The clomiphene citrate challenge test uses this fertility medication
(100 mg per day for cycle day 5 to 9) to provoke an ovarian response.
The test usually involves checking hormone levels (such as FSH,
estradiol, progesterone) on cycle day 3 and again on cycle day
10. Most often, the FSH response to the clomiphene citrate is
used to determine ovarian reserve. In several reports from a diverse
number of infertility centers, an abnormal FSH concentration on
cycle day 3 or 10 heralds a poor success in ovarian response to
fertility medication and lower fertility rates. The FSH concentrations
that should be used for cutoff values are not well standardized,
with some large groups using 10 IU/L on the Becton Dickenson assay
(equivalent to roughly 25 IU/L on the Leeco assay). Progesterone
has also been proposed as another predictive variable in the clomiphene
citrate challenge test. One report on this challenge test demonstrated
no pregnancies in women whose progesterone concentration was greater
than 1.1 ng/ml on cycle day 10 compared to a 19% pregnancy rate
if the progesterone concentration was less than 0.9 ng/ml on this
day. It seems that these findings remain to be confirmed and standardization
must still be established for this test to gain widespread acceptance.

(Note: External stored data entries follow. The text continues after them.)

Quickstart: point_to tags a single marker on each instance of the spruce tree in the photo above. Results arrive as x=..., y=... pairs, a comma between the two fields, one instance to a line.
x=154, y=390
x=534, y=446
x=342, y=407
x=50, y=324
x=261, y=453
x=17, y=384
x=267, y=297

A decreased ovarian reserve suggests a poor prognosis in terms
of fertility. If a woman with a decreased reserve is very committed
to persuing fertility using her own eggs, a frank discussion with
an experienced infertility specialist should focus on the likelihood
of success given the findings from her ovarian reserve evaluation.
Age and the reason for the ovarian dysfunction should be considered.
Donor egg programs are becoming increasingly available and are
an alternative that some women might want to consider if their
own ovarian reserve is very low. The fertility rate is roughly
predicted by the donor's age, and the recipient carries the pregnancy
from the time of embryo transfer (prior to implantation). An experienced
donor egg program will most likely have the type of support and
counseling often found helpful in this situation.
The in vitro maturation of immature eggs, that is the possibility
of harvesting immature eggs from the ovaries and maturing these
eggs to the point of becoming fertilization capable in culture
(in vitro) has been the subject of a great deal of recent discussion
and research. Although there have been a few pregnancies that
have carried to term with this technique (in 1997 I believe there
have been only 3 liveborn deliveries from this technique in the
world literature), the technique is still in its infancy. Once
the "bugs have been worked out" of this technique, the
in vitro culturing of immature eggs will most likely revolutionize
IVF. It is possible that at that stage, infertility specialists
will also be able to select the few best eggs from thousands of
eggs matured in culture from ovaries with decreased ovarian reserve
and improve the fertility of these couples.